I do have some pride left, not much, but some. Want me to bow before your god? Would you like that in a slight kneebend, a full kneel, or flat-out prostrate? Glory in being a martyr, my ass. I've outlived most gods, so I know bowing is merely a gesture. Too proud to back down in an argument? Arguments are just words. Not something worth dying over. And we won't even discuss social standing and appearance. There's just too much change for me to be haughty or humble. I've been rich. I've been poor. I've been considered ugly--too tall, too skinny, and too pale.

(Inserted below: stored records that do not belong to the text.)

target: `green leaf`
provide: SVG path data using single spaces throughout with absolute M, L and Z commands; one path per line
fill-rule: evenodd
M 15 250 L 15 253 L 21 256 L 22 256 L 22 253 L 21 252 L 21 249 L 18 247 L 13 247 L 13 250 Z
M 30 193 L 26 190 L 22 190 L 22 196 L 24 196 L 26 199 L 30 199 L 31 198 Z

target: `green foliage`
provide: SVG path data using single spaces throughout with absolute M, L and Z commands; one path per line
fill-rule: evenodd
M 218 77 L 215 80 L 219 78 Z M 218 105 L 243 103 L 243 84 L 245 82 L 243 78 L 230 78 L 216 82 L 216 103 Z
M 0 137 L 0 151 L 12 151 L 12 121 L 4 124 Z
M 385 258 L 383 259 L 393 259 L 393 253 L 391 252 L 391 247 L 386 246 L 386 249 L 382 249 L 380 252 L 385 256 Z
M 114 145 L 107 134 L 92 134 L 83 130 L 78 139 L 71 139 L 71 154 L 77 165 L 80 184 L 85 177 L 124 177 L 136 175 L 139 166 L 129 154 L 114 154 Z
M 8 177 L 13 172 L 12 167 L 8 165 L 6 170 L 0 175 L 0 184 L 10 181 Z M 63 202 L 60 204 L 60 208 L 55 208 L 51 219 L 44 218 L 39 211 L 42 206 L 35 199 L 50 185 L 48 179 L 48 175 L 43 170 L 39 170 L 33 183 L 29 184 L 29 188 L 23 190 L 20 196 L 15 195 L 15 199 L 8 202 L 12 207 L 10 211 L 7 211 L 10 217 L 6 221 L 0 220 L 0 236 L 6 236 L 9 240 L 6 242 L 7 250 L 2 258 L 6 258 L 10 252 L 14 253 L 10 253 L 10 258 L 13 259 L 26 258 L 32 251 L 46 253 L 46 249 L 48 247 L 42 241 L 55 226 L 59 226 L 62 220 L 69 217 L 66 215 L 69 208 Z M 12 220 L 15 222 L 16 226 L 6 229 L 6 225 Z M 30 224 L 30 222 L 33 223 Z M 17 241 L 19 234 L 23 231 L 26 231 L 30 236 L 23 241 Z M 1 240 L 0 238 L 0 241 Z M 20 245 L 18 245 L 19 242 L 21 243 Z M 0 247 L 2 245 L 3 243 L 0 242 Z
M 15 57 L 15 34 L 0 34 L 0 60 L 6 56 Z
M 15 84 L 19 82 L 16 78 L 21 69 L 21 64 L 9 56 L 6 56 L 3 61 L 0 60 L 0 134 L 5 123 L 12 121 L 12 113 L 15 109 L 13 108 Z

I've been considered handsome because I am tall and skinny and pale. Everything is subjective to time.
Everything except my heart. It has always been true to itself, despite its stubborn and sometimes cruel owner. I'm proud of what it has accomplished over the years, of the people it has loved, of the deeds it has caused me to do. My heart is what gave me the strength to shed the dark soul. It's also the key factor in keeping it imprisoned. My heart has berated me, and sometimes betrayed me, but it has never deserted me. It has lifted my spirits when I've been shunned and despised. It has been my only comfort as I watch all those around me die.
It's my heart that Duncan has unknowingly broken. I can't stay and let him damage it even more.
Alexa is a good woman. She can give my heart what it needs to mend. We're not fooling ourselves about being the great love of each other's life. We care about each other. That's enough for now. We've decided to save the plane tickets for later. We're going to do a driving tour of the New World, then head for the old. It'll be fun and informative and seemingly challenging--for her sake. And when Alexa dies with a smile on her face, it will make my heart whole again.
But first it has to survive telling Duncan that I'm leaving. God, even our problems are mirror opposites. He has a young woman who's struggling to accept her Immortality, and I have Alexa who finds out more and more every day just how mortal she is. How could I have possibly thought.... But I hadn't been thinking, had I? At least not with my brain.
Traitorous heart. Bane of my existence. My best and dearest companion.
Duncan is either going to be annoyed that I couldn't wait for him to fix his newest Immortal child's problems, relieved that I'm gone and he can go back to bedding Amanda, or it's not going to matter to him one way or another. I don't know which reaction I'm hoping for.
Maybe the one I'm hoping for isn't even listed.
Will I stay if he asks me to?
Will he even notice that I'm gone?
Will he even care?
If I'm seen with someone new,
Don't be blue, don't be blue.
I'll be faithful, I'll be true;
Always true, true to you.
I sigh as I settle back on the sofa and wait for MacLeod to come home. This is not the end of Mac and me. The connection we have is too powerful to be severed so easily. I'm just leaving to give us a bit of breathing room. What we are--what we can be--to each other can't be rushed, despite the impatience of the most foolish of hearts. If I've learned anything in five thousand years is that everything comes into season in its own time.
Duncan and I haven't come into season yet.
But we will.
There is only one for me, and you know who.
You know that I'll always be loving you.